CU calls for protections in contactless cards and pay by cell phone
June 20, 2008
Donald S. Clark
Federal Trade Commission
Room H-135 (Annex N)
600 Pennsylvania Avenue NW
Washington, DC 20580
RE: Pay on the Go – Comments, Project No. P059106
Dear Mr. Clark:
The Consumer Federation of America (CFA), an association of more than 300 nonprofit consumer organizations, has since 1968 sought to advance the consumer interest through research, education, and advocacy. Consumer Action (CA), founded in 1971, is a nonprofit organization that advocates for consumers and provides consumer education through its extensive network of community organizations. Consumers Union (CU) is a nonprofit membership organization chartered in 1936 under the laws of the State of New York to provide consumers with information, education and counsel about goods, services, health, and personal finance. CU’s income is solely derived from the sale of Consumer Reports, its other publications and from noncommercial contributions, grants and fees. In addition to reports on CU’s own product testing, Consumer Reports, with approximately 5.8 million paid circulation, regularly carries articles on health, product safety, marketplace economics and legislative, judicial and regulatory actions that affect consumer welfare. CU’s publications carry no advertising and receive no commercial support.

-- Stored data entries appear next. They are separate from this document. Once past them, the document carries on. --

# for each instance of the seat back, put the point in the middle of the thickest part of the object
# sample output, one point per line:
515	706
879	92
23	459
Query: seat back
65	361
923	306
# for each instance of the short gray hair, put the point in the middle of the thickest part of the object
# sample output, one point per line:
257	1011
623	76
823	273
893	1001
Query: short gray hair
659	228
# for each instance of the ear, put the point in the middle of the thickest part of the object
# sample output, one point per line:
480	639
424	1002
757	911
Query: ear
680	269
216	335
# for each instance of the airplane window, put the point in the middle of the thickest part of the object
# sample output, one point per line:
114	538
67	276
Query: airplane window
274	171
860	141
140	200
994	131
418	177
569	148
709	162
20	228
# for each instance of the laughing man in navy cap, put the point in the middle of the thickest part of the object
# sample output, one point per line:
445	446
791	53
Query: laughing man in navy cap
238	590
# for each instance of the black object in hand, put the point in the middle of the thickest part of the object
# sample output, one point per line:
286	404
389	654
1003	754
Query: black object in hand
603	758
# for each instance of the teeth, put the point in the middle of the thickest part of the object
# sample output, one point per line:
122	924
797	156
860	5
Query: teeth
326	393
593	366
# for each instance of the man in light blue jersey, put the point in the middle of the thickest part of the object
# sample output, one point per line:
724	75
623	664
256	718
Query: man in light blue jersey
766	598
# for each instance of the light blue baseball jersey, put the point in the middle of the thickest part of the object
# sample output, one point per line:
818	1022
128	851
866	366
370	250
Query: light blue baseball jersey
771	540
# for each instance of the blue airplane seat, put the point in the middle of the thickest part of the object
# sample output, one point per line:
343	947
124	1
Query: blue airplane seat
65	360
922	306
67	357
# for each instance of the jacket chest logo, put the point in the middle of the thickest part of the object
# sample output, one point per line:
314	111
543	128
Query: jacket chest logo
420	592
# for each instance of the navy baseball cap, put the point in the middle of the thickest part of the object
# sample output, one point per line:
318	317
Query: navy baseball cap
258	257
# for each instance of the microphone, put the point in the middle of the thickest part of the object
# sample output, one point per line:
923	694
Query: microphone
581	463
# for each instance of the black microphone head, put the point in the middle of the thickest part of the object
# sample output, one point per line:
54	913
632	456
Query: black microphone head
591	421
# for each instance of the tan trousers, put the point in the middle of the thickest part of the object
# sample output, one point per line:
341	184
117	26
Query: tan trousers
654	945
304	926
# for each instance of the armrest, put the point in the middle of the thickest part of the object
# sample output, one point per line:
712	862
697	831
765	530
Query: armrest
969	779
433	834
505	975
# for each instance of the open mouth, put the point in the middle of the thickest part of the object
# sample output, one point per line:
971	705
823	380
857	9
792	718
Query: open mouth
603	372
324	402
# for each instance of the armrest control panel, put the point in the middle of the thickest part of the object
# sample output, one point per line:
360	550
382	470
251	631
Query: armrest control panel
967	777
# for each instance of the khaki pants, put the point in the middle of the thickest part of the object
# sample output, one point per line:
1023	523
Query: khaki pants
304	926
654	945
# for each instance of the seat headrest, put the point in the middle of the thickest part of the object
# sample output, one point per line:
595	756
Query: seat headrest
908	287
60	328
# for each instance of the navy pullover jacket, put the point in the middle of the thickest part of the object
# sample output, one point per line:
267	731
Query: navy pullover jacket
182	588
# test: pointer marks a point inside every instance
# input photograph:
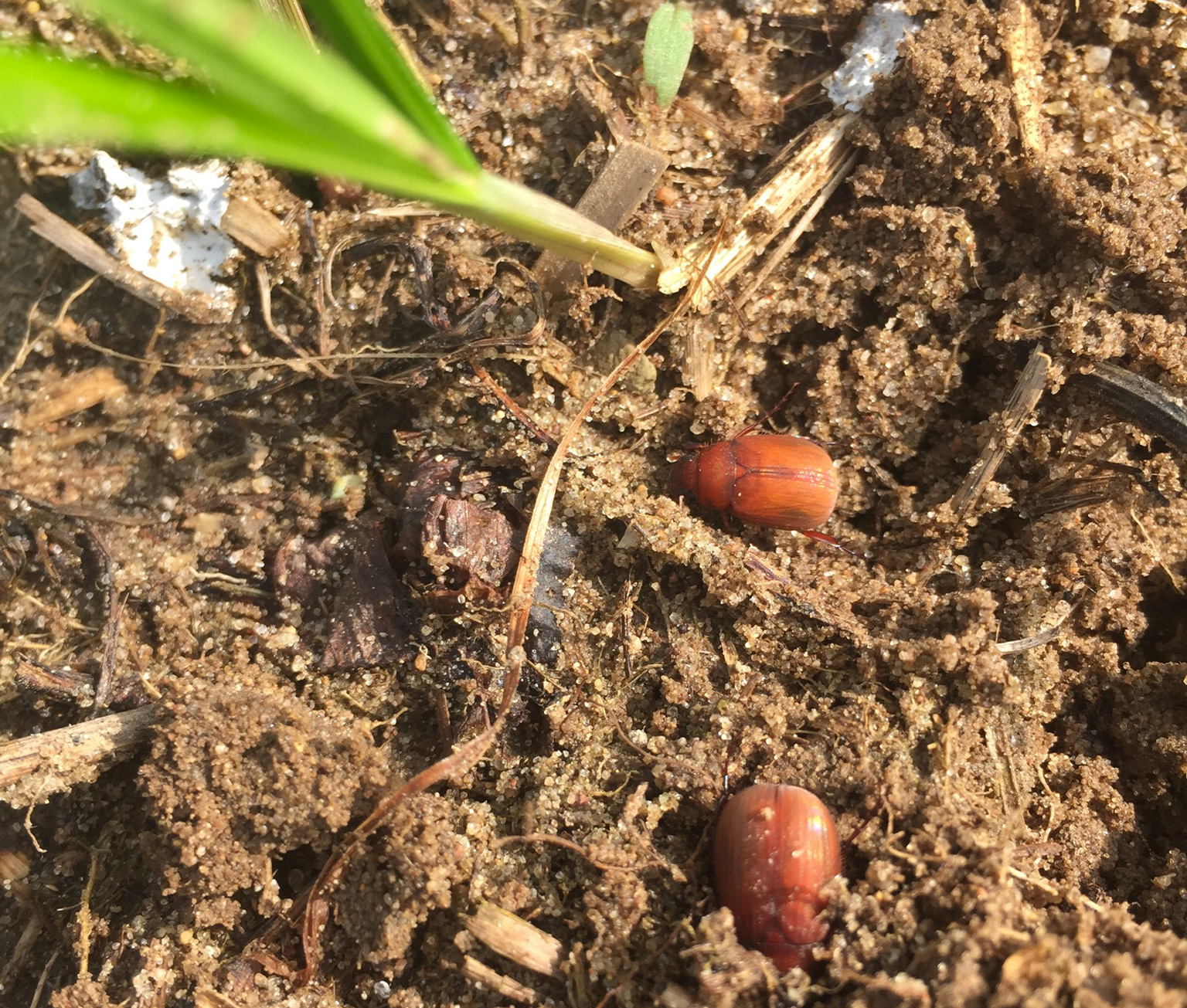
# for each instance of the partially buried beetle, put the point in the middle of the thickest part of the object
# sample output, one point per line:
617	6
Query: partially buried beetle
777	846
774	480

We are pleased that the Federal Trade Commission (FTC) is exploring the consumer protection policy issues related to contactless payment systems. This is an area of growing concern, especially as payments and mobile communications are poised to converge. As is often the case, law and public policy have not kept up with innovations in technology and business to ensure that consumers can enjoy the benefits of contactless payment with the confidence that they have strong legal protections should problems arise.
We believe that contactless payments can potentially provide many benefits to consumers, including:
• making some transactions quicker;
• obviating the need to carry cash or have the correct change for a transaction;
• storing coupons and gift certificates in electronic form for use at the point of sale, in place of paper versions that are easily lost or forgotten;
• helping consumers keep track of expenditures and receipts.
But there are also privacy, security, and other consumer protection issues. The FTC’s request for comments and the “Town Hall” that the agency will hold on July 24, 2008 on contactless payments provide good opportunities to highlight these issues and discuss how to address them. In these comments, we will briefly describe some of the main issues from the consumer perspective.